Sure — as with every tool. Hammers are great for many things, but don’t do all that well driving screws. Money is one of the most used tools humans have ever devised, but you can’t use it for everything.
AI in coding may only be good for a finite set of situations — but that set is massive. You’re dealing with regular languages that can be mathematically proven to be correct (in the sense that they will generate a working program, and not in the sense that they program will in fact function the way the user intends). This is a less open-ended scenario than something like an AI generated video, and so it’s easier for AI to excel at it, especially for non-novel algorithms.

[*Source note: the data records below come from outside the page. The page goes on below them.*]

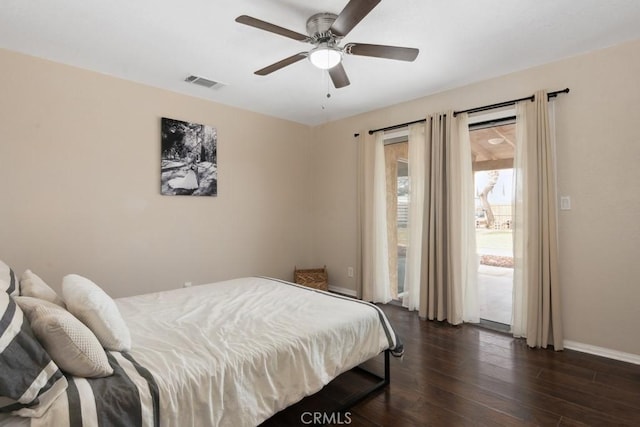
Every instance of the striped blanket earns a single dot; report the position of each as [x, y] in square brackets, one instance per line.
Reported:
[129, 397]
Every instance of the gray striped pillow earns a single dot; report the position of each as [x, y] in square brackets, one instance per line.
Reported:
[30, 381]
[8, 280]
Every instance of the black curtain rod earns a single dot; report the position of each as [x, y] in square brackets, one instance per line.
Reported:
[474, 110]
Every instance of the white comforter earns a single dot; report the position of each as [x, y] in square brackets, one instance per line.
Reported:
[233, 353]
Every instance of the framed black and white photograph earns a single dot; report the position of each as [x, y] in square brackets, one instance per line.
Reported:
[189, 159]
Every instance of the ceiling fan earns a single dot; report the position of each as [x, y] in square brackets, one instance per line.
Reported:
[325, 32]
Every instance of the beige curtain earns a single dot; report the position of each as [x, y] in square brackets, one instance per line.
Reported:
[416, 216]
[536, 308]
[373, 250]
[441, 295]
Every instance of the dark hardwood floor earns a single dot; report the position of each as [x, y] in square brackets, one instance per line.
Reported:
[470, 376]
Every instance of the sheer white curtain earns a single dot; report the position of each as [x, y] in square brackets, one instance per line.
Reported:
[416, 209]
[536, 294]
[372, 213]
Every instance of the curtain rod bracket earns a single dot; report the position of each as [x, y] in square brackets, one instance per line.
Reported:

But if you use it like an idiot, you’re going to get burned — and this guy was an idiot who doesn’t understand what he’s doing, or the tools researchers in software development have made over the last few decades. AI shouldn’t be touching your production environment — at all. And it shouldn’t have to — code needs to be stored in a versioning source repository of some sort (and backed up so you are unlikely to ever lose it), deployment needs to be fully scripted and should be able to rebuild your environments from scratch (from code right to production), and developers and development tools (like AI tools) should only have access to development environments, and not production environments.
So unless you’re a total dumbass, an AI agent (or even a shitty human developer) should never have the kind of access to do what happened here. They violated some pretty basic principals of software development, and got burned. This guy sawed his own hand off because he misused the tools to take a bunch of shortcuts, without building in any backups or reproducibility. The AI isn’t the proximal fault here — trusting it when you have no way to reproduce your environment when things go wrong is the problem, and that’s 100% on the human sitting at the keyboard (PEBKAC).